Molsidomine improves flow-dependent vasodilation in brachial arteries of patients with coronary artery disease.

2000 
Flow-mediated vasodilation (FMD) of human blood vessels is essential to adaptation and regulation of peripheral blood flow, and is mediated by endogenously produced nitric oxide. Endothelial function is impaired in many pathologic states, especially in coronary heart disease. We questioned in this study whether exogenous nitric oxide (NO) would restore endothelial dysfunction in peripheral arteries of patients with coronary artery disease (CAD).
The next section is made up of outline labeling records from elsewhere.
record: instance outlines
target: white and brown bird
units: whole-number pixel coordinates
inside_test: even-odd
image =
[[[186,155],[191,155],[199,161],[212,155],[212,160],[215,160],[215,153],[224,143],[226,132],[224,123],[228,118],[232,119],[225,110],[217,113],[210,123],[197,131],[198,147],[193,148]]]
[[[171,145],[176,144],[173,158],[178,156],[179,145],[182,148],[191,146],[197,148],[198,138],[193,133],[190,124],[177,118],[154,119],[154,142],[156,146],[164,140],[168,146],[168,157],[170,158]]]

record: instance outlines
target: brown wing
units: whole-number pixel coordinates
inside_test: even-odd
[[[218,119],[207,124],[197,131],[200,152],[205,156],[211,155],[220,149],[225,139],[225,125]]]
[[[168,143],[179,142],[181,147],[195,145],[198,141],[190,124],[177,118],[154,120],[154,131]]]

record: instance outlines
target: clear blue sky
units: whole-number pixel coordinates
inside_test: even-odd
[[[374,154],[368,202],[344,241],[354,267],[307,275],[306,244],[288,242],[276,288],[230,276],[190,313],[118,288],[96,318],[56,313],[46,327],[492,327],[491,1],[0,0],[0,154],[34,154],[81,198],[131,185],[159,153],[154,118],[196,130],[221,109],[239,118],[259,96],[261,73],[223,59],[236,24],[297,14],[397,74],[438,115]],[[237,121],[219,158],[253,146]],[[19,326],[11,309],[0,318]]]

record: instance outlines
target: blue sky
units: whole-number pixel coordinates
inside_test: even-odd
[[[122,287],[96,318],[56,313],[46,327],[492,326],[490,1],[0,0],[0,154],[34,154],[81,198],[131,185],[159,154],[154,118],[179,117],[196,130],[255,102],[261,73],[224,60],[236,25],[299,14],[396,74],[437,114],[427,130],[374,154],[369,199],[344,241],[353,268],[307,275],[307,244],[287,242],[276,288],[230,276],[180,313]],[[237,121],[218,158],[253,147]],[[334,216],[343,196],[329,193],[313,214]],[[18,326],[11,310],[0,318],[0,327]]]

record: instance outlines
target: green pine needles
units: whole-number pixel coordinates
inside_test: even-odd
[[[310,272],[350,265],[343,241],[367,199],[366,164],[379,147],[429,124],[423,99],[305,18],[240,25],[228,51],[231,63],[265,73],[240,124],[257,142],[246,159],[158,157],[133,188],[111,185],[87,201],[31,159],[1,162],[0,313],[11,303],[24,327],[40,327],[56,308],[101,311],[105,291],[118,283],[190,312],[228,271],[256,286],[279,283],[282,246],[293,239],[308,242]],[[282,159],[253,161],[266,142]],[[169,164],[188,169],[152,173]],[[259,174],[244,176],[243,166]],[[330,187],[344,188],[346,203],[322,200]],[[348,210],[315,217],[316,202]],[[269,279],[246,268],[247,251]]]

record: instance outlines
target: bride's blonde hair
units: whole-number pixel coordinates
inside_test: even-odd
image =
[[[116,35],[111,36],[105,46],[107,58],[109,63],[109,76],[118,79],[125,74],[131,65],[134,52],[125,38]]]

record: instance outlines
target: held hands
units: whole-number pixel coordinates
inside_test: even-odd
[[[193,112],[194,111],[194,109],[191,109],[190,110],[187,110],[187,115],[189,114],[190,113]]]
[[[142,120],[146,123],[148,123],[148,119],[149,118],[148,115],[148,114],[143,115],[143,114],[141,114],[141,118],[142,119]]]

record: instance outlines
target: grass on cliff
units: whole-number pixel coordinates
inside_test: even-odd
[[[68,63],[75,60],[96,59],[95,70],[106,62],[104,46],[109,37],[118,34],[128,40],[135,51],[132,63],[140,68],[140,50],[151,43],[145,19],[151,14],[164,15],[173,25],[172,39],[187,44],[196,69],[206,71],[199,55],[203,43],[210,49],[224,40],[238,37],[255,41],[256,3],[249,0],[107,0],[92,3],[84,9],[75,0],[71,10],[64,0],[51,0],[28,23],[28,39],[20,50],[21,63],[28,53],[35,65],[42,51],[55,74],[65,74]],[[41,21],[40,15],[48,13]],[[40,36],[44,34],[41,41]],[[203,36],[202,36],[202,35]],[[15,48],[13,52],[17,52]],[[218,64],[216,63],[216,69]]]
In a randomized double-blinded case-control assay, we used computerized A-mode ultrasonography to measure diastolic diameters of the brachial artery before and after hyperemia in two groups of 10 patients with CAD. Each group received orally either placebo or 12 mg molsidomine a day for 48 h. In the molsidomine group, FMD was improved with a 60% increase after the first intake of molsidomine, and the same trend was observed after the last intake, although less pronounced. Significant increase in diastolic diameter was observed after the last molsidomine intake, but not after the first one. Thus molsidomine has an early positive effect on FMD in addition to a delayed vasodilator effect. Improvement of endothelial dysfunction by molsidomine in patients with CAD may uncover new therapeutic perceptive in the use of nitrovasodilators.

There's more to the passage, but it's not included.